J’objecte que, d’après ce que j’ai vu ce matin, la fidélité de l’armée est déjà trop ébranlée pour qu’on mette toutes ses espérances de salut dans l’emploi de « la manière forte » et que la nomination immédiate d’un ministère inspirant confiance à la Douma, me paraît plus que jamais nécessaire ; car il n’y a plus une heure à perdre. Je rappelle qu’en 1789, en 1830, en 1848, trois dynasties françaises ont été renversées pour avoir compris trop tard le sens et la force du mouvement qui les assaillait. J’ajoute que, dans des circonstances aussi graves, le représentant de la France alliée a le droit de faire entendre au Gouvernement impérial un conseil de politique intérieure.

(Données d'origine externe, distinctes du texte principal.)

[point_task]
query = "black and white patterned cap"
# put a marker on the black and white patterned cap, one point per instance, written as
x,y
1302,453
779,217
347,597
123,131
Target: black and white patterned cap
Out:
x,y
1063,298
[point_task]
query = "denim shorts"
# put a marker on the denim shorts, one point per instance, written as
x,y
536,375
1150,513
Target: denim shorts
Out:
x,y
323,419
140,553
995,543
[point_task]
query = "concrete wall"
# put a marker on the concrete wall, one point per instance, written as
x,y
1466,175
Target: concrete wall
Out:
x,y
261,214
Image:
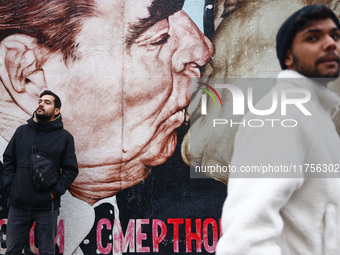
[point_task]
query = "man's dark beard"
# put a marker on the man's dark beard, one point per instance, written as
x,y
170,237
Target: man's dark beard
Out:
x,y
314,74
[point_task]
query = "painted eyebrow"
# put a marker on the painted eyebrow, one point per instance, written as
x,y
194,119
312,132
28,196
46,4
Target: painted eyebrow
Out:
x,y
45,100
158,10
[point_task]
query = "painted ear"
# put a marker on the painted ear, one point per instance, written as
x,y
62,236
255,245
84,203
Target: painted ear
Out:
x,y
21,59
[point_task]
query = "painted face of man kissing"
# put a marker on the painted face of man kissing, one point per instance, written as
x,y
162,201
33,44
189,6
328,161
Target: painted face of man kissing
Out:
x,y
132,85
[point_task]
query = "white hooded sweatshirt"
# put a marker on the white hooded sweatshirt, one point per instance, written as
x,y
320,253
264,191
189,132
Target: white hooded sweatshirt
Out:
x,y
296,213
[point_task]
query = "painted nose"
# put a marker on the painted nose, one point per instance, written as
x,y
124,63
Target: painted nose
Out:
x,y
193,48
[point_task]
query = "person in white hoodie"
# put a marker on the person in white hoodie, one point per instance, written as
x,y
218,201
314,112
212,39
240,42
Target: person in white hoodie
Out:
x,y
296,211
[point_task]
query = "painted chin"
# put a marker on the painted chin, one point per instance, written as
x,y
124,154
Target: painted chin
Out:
x,y
164,142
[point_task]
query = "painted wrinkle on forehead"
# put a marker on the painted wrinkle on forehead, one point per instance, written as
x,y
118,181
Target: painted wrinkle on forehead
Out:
x,y
149,13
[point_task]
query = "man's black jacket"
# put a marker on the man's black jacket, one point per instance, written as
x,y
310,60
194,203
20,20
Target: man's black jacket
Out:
x,y
50,138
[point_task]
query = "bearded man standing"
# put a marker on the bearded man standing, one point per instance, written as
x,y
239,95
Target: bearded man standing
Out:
x,y
27,203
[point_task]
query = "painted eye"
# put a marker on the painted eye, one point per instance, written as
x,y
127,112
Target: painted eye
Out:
x,y
163,40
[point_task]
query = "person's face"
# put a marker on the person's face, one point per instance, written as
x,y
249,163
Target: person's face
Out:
x,y
315,50
123,103
46,110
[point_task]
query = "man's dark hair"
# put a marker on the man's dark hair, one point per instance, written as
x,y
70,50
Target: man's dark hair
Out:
x,y
54,23
297,22
57,101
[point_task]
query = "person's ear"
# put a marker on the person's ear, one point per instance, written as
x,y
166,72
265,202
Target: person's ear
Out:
x,y
289,60
21,72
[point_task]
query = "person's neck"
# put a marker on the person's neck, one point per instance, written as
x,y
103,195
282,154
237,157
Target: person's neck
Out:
x,y
97,182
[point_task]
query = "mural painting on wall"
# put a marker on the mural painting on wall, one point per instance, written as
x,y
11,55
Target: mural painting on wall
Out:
x,y
122,70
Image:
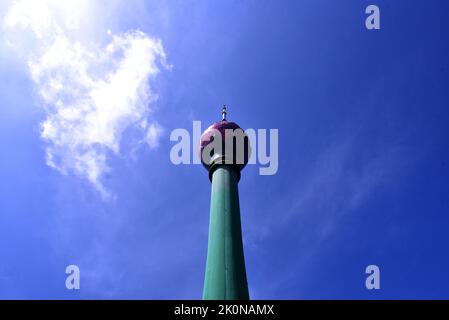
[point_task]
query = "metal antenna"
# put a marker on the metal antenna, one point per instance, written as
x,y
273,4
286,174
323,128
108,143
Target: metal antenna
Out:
x,y
224,112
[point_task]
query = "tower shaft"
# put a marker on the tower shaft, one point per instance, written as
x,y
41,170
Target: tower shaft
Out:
x,y
225,277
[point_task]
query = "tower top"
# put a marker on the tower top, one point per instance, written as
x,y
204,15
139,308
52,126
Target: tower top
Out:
x,y
224,112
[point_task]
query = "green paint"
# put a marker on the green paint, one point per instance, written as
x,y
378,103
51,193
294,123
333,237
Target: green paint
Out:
x,y
225,267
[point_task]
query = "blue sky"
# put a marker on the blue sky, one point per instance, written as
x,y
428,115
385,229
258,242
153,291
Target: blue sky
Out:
x,y
363,153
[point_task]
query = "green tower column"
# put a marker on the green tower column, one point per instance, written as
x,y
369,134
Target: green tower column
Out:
x,y
225,277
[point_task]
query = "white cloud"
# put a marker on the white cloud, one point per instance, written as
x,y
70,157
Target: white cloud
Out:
x,y
91,93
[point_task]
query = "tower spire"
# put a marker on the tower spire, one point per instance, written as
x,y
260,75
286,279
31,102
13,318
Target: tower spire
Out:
x,y
224,112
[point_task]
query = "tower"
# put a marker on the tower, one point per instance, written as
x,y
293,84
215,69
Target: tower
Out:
x,y
224,151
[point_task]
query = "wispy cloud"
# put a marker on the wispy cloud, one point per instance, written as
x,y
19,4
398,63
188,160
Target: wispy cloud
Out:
x,y
91,92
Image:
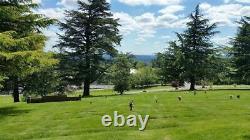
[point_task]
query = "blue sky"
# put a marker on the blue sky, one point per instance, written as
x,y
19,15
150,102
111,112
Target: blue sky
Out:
x,y
147,25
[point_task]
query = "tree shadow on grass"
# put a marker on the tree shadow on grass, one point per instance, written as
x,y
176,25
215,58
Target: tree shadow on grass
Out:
x,y
11,112
106,96
237,89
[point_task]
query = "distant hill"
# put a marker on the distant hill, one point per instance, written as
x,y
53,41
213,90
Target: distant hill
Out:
x,y
145,58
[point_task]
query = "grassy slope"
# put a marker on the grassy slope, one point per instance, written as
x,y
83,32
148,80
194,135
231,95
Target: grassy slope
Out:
x,y
211,116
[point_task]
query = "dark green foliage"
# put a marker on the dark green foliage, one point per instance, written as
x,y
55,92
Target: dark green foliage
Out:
x,y
191,57
241,52
22,43
90,33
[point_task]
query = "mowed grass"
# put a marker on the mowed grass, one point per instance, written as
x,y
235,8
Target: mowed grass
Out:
x,y
211,116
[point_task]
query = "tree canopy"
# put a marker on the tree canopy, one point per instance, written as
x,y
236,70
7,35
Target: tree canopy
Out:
x,y
91,33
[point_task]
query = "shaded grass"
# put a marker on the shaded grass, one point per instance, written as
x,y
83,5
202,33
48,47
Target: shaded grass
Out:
x,y
211,116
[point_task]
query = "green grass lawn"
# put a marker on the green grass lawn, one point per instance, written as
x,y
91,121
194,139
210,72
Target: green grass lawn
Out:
x,y
211,116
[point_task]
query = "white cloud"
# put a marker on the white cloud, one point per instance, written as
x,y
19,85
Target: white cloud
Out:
x,y
225,14
150,2
222,40
145,25
172,9
55,13
37,1
72,4
237,1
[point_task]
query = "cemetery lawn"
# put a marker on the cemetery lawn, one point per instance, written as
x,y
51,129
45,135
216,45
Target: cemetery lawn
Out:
x,y
211,116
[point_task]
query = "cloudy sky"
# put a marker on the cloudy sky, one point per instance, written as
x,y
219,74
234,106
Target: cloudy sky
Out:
x,y
147,25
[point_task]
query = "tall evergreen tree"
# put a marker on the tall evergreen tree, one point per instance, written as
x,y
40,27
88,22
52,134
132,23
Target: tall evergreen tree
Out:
x,y
91,32
241,51
196,47
21,42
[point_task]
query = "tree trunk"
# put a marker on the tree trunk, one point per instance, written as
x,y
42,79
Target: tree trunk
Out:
x,y
192,81
86,91
16,91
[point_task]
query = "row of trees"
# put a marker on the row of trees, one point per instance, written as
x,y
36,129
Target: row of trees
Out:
x,y
87,52
194,58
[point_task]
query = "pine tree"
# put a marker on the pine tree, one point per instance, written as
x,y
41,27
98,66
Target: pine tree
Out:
x,y
196,47
90,33
241,51
21,42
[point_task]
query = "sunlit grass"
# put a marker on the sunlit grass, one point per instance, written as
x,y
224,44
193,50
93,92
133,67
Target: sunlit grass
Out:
x,y
211,116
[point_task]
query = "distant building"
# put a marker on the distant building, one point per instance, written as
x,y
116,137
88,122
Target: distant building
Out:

Buchanan s’exprime de même.

Pokrowsky nous répond qu’il partage personnellement notre opinion, mais que la présence de Protopopow au Conseil des ministres paralyse toute action.

Je lui demande :

— N’y a-t-il donc personne qui puisse ouvrir les yeux de l’Empereur sur la situation ?

Il esquisse un geste de découragement

— L’Empereur est aveugle !

Une profonde souffrance se peint sur le visage de cet honnête homme, de cet excellent citoyen, dont je ne vanterai jamais assez la droiture de cœur, le patriotisme et le désintéressement.

Il nous propose de revenir le voir à la tin de la journée.

Quand je rentre à l’ambassade, la situation a beaucoup empiré.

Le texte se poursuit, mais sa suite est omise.